Oil feed pipe bolt torque

(V12 Dave) #1

Can’t seem to find the torque specs for the oil feed pipe assembly.
3 specs; pedestal banjo, 2 camshaft banjos, engine block banjo
Thanks to anyone who can pass them on.
Plan is to use a wrench and spring scale as its too tight to get the torque wrench over the bolts (engine still in the car)
87 xj12

(Kirbert - author of the Book, former owner of an '83 XJ-S H.E.) #2

Three grunts each.

The more important thing is that the copper washers have been properly softened.

(Mark Lee (Pay Pal Patron)) #3

12-14 NM or
8 - 10 ft lbs
That’s straight from the Jaguar 5.3 service manual.

The copper washers will need to be annealed in order to reuse. I don’t think a propane torch will work, I don’t think it will get hot enough. copper melts and some stupid temp like 2000F or 1100C (roughly).
Acetylene will - I’ve done it. heat the washers up to red hot, then quench in water. brush the scale off.

Or better yet just replace them. If you’re in the US, it’s going to be tough to find in a local fastener supplier because most of the carry Hillman or the other one… Crap! it went right out of my head… OH YEA Dorman… I’ve found these vendors provide a washer that the outside diameter is usually too big. I ran into this issue with the cam cover washers. I gave up and just annealed the ones I had - firs go, then the second time I went with Stainless Steel / rubber “sealing” washers. They are awesome!! absolutely no leaks from the cam covers. AND I didn’t have to use any type of “sealer” just the paper gasket. which I am more than pleased about.

So you may have to purchase from
SNGBarratt, or Terry’s Jag, Welches, or
XK unlimited :expressionless:
Jaguar Part #
Cam side washers are # C4146 Banjo is C5846
block side and pedestal washers are #C2296 Banjo is C29652 for the block and the pedestal.

(Robin O'Connor) #4

Propane or MAP will anneal the copper washers, either quench or air cool will work.

(V12 Dave) #5

Thanks Kirbert, are those metric or standard grunts?

(V12 Dave) #7

Also, I take it one doesn’t need to anneal new washers, or is there merit in doing so?

(Kirbert - author of the Book, former owner of an '83 XJ-S H.E.) #8

Metric. You don’t want to apply SAE grunts to the soft aluminum threads in the tappet blocks.

(Kirbert - author of the Book, former owner of an '83 XJ-S H.E.) #9

Brand new copper sealing washers are already pre-hardened by being stamped out of a sheet, so it is actually a good idea to anneal them.

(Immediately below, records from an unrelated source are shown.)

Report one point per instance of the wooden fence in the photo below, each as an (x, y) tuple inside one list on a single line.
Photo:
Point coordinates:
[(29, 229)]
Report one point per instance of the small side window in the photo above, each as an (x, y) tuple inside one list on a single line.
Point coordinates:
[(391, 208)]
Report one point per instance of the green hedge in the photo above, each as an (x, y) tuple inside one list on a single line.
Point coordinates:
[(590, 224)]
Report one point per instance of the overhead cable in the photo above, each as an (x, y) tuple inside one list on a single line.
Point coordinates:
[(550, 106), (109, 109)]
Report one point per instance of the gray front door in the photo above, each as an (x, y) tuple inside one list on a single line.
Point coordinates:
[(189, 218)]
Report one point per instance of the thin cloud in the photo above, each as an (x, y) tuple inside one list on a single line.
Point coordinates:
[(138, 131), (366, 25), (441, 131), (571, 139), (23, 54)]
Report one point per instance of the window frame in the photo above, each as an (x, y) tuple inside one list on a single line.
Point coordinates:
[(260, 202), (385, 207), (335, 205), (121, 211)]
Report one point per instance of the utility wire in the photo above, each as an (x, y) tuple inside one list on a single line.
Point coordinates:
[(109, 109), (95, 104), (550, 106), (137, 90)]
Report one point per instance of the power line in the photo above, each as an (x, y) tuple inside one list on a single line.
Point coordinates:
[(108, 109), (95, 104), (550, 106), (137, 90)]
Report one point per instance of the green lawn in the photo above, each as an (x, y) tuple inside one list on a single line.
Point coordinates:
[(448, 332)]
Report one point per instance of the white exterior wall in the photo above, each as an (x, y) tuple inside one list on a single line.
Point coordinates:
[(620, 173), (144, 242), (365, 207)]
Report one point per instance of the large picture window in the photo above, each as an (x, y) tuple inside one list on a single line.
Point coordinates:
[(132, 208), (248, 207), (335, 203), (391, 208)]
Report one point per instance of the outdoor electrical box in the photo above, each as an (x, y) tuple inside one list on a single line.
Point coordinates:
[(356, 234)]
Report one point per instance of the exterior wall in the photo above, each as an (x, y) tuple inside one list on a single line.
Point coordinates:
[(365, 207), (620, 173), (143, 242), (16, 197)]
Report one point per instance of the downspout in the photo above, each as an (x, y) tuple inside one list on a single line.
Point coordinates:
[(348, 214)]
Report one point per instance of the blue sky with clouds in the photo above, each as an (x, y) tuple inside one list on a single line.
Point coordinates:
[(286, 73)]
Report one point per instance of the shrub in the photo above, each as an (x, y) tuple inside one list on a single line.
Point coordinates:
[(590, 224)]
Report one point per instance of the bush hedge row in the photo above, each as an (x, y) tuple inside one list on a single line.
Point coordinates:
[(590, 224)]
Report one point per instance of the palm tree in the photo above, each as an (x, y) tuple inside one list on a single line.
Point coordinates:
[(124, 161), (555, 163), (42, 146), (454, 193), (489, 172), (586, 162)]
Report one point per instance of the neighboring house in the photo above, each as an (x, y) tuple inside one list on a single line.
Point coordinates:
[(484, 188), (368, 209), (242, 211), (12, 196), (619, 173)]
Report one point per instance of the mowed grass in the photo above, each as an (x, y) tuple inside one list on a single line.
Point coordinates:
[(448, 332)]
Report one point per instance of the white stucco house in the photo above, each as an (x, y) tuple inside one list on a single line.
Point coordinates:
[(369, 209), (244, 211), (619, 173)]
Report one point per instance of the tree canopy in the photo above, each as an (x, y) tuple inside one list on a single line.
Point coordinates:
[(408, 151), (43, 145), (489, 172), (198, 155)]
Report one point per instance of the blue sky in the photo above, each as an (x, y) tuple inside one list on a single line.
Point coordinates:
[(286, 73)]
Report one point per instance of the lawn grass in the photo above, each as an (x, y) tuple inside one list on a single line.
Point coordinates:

(Mark Lee (Pay Pal Patron)) #10

Nope new copper washer haven’t been exposed to “work”. Therefore just install the new copper washers. Copper like aluminum and other non ferrous metals become brittle when exposed to work. bending. When the copper washer is squeezed between the mating surfaces, it forms to both surfaces creating the seal. the constant change in temp causes the material to become hardened. So if you try to squish it again. it won’t squish properly creating the required seal.

(V12 Dave) #11

Do the washers on the block and pedestal need to be OEM or would a copper washer of the correct diameter and very close to the thickness work?

(John) #12

Hi Dave,

Maybe you need upgraded bolts? They are just a tad longer and have cross-drilled hole relocated to accommodate prpper thickness washers :wink:

(V12 Dave) #13

Hi John!
You have already got me!
I received the upgraded bolts from you about 2 weeks ago.